Quand le hougan te donne un point pour dormir au carrefour, ce n’est pas pour t’encourager à descendre la tête en bas du cocotier. À deux reprises, le Dr Garry Conille a négligé la sagesse des proverbes des gens du peuple, peut-être par manque d’un Derilus pour le lui rappeler, mais certainement pas parce qu’il ne lit pas ce blog, où nous avons expliqué, maintes fois, comment le caractère spontané du Léviathan qu’est le Blan le rend prompt à se retourner, sans hésitation, contre ceux qu’il protégeait la veille. Comme d’autres avant lui, confiant dans le soutien de son maître, Conille aura multiplié les actions d’éclat, participant à l’humiliation en règle de la nation via le Conseil présidentiel de Transition (CPT), jusqu’à ce que, inévitablement, son tour arrive.
Alix Didier Fils-Aimé devient donc le troisième Premier ministre de l’an de grâce 2024. Il succède à deux médecins, Ariel Henry et Garry Conille, tous deux arrivés triomphants via un tweet de l’Ambassade américaine et tous deux repartis, la queue entre les jambes, dans l’indifférence américaine. Malinchistes primaires, les politiciens haïtiens cherchent avidement une légitimité auprès des instances internationales, bien plus qu’auprès des Haïtiens eux-mêmes… jusqu’au jour où ce soutien se volatilise, toujours à la suprenante surprise du concerné.
Le Département d’État vient de publier un communiqué reconnaissant la décision du CPT de remplacer Conille, remerciant ce dernier pour son « service distingué » et saluant l’arrivée de Fils-Aimé. Pour les États-Unis, un Premier ministre sous-traitant en vaut un autre : il n’est qu’un pion de plus, aisément jetable dès qu’il ne remplit plus son rôle selon les attentes de Washington. Le CPT, existant et se maintenant sous la bénédiction des États-Unis relayée par la CARICOM, et sans aucun ancrage populaire, ferait bien de s’en souvenir.
Dans son communiqué, le Département d’État qui parle d’échanges préalables à ce changement de chef de gouvernement, invite le CPT à « clarifier les rôles et responsabilités » pour « préserver la crédibilité auprès de la population haïtienne ». Il est vrai que ces nominations et révocations se faisant en marge de tout cadre légal – et même de l’accord du 4 avril ayant donné naissance au CPT – ne peuvent que convaincre un peuple livré à lui-même alors que des personnes qu’il ne connait ni en peintre ni en peinture décident de sa destinée.

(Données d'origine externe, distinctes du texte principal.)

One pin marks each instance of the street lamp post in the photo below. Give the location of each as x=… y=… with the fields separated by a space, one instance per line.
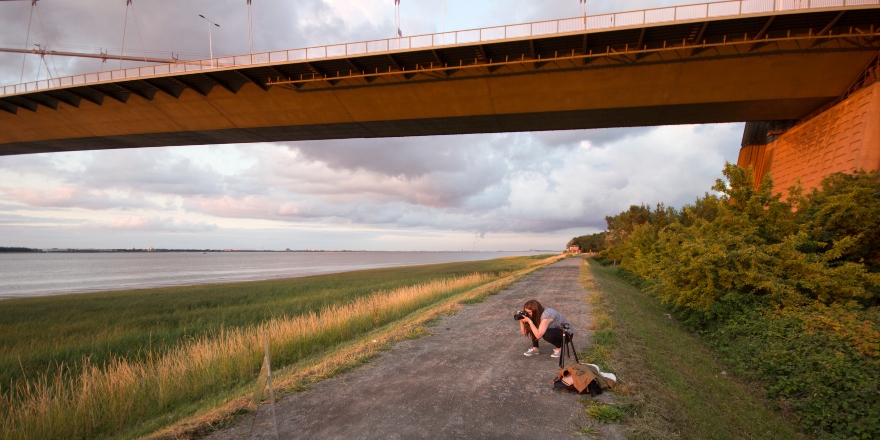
x=210 y=43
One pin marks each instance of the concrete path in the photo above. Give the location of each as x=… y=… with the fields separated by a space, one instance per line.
x=468 y=379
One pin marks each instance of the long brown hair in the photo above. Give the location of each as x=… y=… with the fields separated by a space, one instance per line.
x=537 y=310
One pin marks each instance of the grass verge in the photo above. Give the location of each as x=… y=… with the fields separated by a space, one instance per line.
x=670 y=384
x=128 y=398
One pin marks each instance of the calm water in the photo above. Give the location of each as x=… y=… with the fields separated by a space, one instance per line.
x=38 y=274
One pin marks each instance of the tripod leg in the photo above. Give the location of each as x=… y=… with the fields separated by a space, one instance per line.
x=562 y=352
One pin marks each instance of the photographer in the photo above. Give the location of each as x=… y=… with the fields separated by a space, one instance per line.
x=550 y=326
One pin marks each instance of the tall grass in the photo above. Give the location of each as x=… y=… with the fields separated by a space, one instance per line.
x=107 y=399
x=37 y=335
x=670 y=385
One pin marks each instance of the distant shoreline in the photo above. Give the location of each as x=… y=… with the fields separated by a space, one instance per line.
x=71 y=250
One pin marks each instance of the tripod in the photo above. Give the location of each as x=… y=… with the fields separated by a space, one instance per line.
x=567 y=346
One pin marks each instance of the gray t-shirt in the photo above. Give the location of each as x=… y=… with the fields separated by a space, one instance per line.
x=558 y=319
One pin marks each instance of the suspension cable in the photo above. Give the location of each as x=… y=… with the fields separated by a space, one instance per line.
x=250 y=29
x=46 y=37
x=27 y=40
x=124 y=26
x=134 y=17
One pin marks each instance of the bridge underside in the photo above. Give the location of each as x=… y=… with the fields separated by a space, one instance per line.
x=758 y=68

Conille, imposé en dehors des règles et révoqué sans cérémonie, n’aura été qu’un outil temporaire au service d’intérêts nébuleux, ne nous laissant que la promesse non tenue de reprendre le pays maison par maison, quartier par quartier, ville par ville, et quelques t-shirts et banderoles promotionnels saluant l’action de son gouvrnement qui aura, pendant quelques semaines, balayé que quelques coins de Pétion-Ville, rue par rue.
Cette succession de Premiers ministres, appuyés puis lâchés par les États-Unis, ne fait que renforcer la perception que la transition actuelle n’a pas pour objectif de stabiliser Haïti, mais de servir des intérêts étrangers au peuple haïtien. Et maintenant que Conille est relégué au passé, nous restons avec un Conseil présidentiel qui, à force d’initiatives fluctuantes, perd un peu plus à chaque étape la légitimité qu’il n’a jamais eue.
Les États-Unis rappellent qu’ils sont « fermement engagés à soutenir le peuple haïtien, » mais il vaut mieux pour l’administration haïtienne de se rappeler cette autre sagesse populaire : le bout de fer à l’arrière de la mairie se vantait de sa position mais a fini rouillé par la pisse des vagabonds.